И вместо того, чтобы зашуметь и приготовиться к отпору, он почувствовал переполнявшую его жалость. Подумалось, что он мог не вернуться. И сидела бы она одна, горюнюшка, ждала его, а его никогда б не было. От этой мысли слёзы навернулись на глаза.

– Таня, – позвал он её.

– Иван! – вскочила она с радостным криком и, как птица крылатая, кинулась к нему, раскинув руки. – Живой, не арестовали! А я уж думала, всё, конец тебе пришёл, – и начала заливать слезами ему рубашку, обняв его и прижавшись головой к груди.

– Ну ты чего, ты чего? – прижимал он её к себе и гладил ей спину.

– Я уж думала – и не увижу тебя.

– Да куда я денусь, и кому я нужен?! Кхе-кхе, вот только подпростыл. Лихоманка меня взяла, прах её возьми. Ну ничего, горячее молочко попью – и всё пройдет. И ты мне мёд с лимончиком приготовишь от простуды. А там, глядишь, и чарочку поднесёшь.

– Я тебе поднесу, я тебе поднесу! – отшатнулась она от него. – Ишь, прах тебя возьми, где был? Целые сутки тебя не было, пьянствовал?

– Да на что я буду пьянствовать? Вот посмотри – честную лопату купил.

– А почему она честная? – напустилась на него жена. – На что намекаешь? Я в отсутствие тебя ноченьку не спала, глазоньки все проглядела!

– Ну будя, будя, завелась! Где я был, где был?! Особый разговор об этом. Пошли в дом.

Пока шли в дом, Иван, зная, что придётся оправдываться, на её вопрос "Где был?" ответил, что в кутузке сидел.

– О! О! О-о-о! Я так и знала! От тебя, непутёвого, что ещё можно ожидать?! – всплеснула женщина руками.

– Ты расспрашивать расспрашивай, а есть давай, проголодался я, быка съем.

– С вечера приготовила, кастрюля стоит, – кинулась Акимовна к плите с маленькой тарелкой.

Иван, чувствуя тошнотворный прилив к горлу от голода и болевые спазмы в желудке, зашумел:

– Ты что мне, как котёнку, наливаешь?! Неси всё, что есть, – и кастрюлю на стол.

– Да что, там тебя не кормили, что ли? – подала она еду на стол и ломти круглого хлеба.

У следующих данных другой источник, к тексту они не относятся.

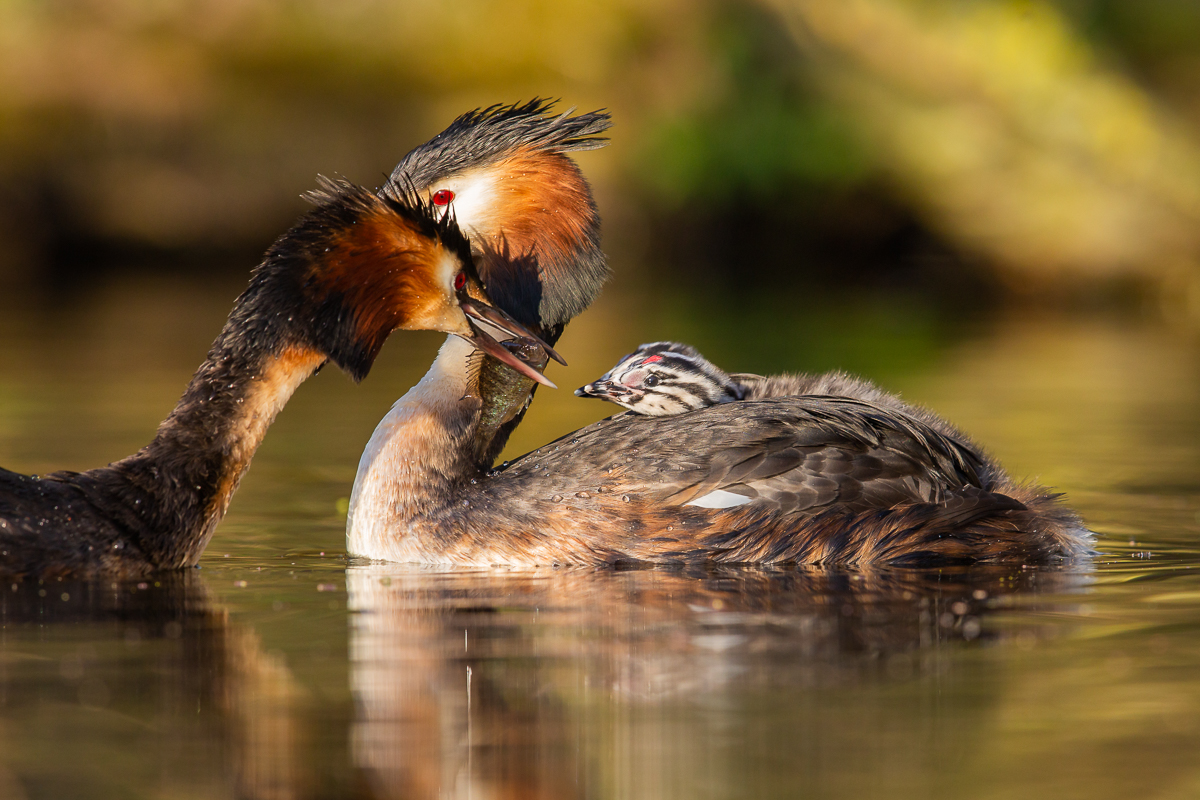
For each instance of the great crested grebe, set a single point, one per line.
(333, 288)
(843, 479)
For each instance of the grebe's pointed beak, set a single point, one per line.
(499, 319)
(485, 342)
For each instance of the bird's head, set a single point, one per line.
(664, 379)
(359, 266)
(504, 174)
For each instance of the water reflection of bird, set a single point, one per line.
(333, 288)
(804, 479)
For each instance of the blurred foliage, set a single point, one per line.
(904, 142)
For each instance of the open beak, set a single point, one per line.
(485, 342)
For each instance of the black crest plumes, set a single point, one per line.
(487, 134)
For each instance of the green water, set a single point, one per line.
(280, 669)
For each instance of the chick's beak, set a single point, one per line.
(479, 311)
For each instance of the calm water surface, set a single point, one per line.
(281, 669)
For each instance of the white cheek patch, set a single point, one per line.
(720, 499)
(473, 199)
(634, 379)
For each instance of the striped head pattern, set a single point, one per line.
(663, 379)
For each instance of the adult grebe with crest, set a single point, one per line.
(837, 479)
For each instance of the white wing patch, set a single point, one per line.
(719, 499)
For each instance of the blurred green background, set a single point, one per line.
(949, 150)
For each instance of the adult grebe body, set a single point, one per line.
(853, 477)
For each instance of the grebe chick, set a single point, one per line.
(666, 378)
(663, 379)
(333, 288)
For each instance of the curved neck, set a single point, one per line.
(415, 458)
(179, 486)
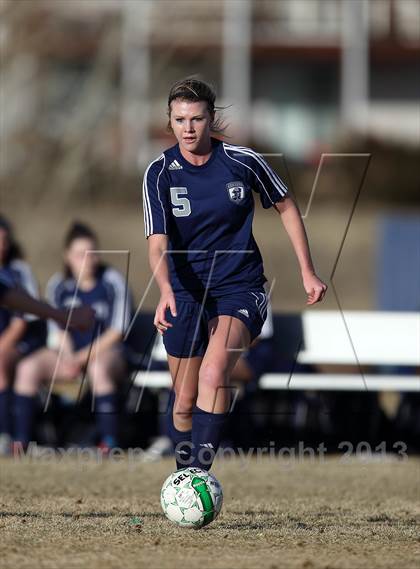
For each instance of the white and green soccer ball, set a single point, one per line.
(191, 497)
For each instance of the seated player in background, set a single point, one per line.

– Они накормят! Кто тебя на сутки будет на довольствие ставить? – мычал он, от голода плохо представляя, что делает: во рту кусище хлеба, глаза осатанело блестят.

В одной руке ножик, другой рукой, склонясь над кастрюлей, достал кусок мяса, зарычал от вожделения и – бац! –выронил изо рта кусок хлеба. Он в кастрюлю бах, из той брызги в лицо. Зарычал Иван от ярости, но куска мяса не отпустил.

– Это за что же тебя посадили?

– А ни за что! Стоит один, с виду хилый хмырь, дорогу мне заслоняет. Я ему: «Отойди, дай пройти!» А он: «Не могу. Почему в рабочее время гуляешь?» Я ему: «Уйди, а то, как ребёнку, по попе нахлопаю». А он меня за это в кутузку на сутки. Оказался шишкой. Его сатрапы сразу меня скрутили. Хам ты, говорит, и бездельник. А утром расспросы. Разобрался и отпустил. Хороший человек. Зла не помнит начальник! Предупредил, что если ещё раз увидит бездельника, в рабочее время не работающего, пойдёт в тюрьму, и не за опоздания на работу, а по статье – без права переписки. Я его клятвенно заверил, что работать буду по гроб жизни.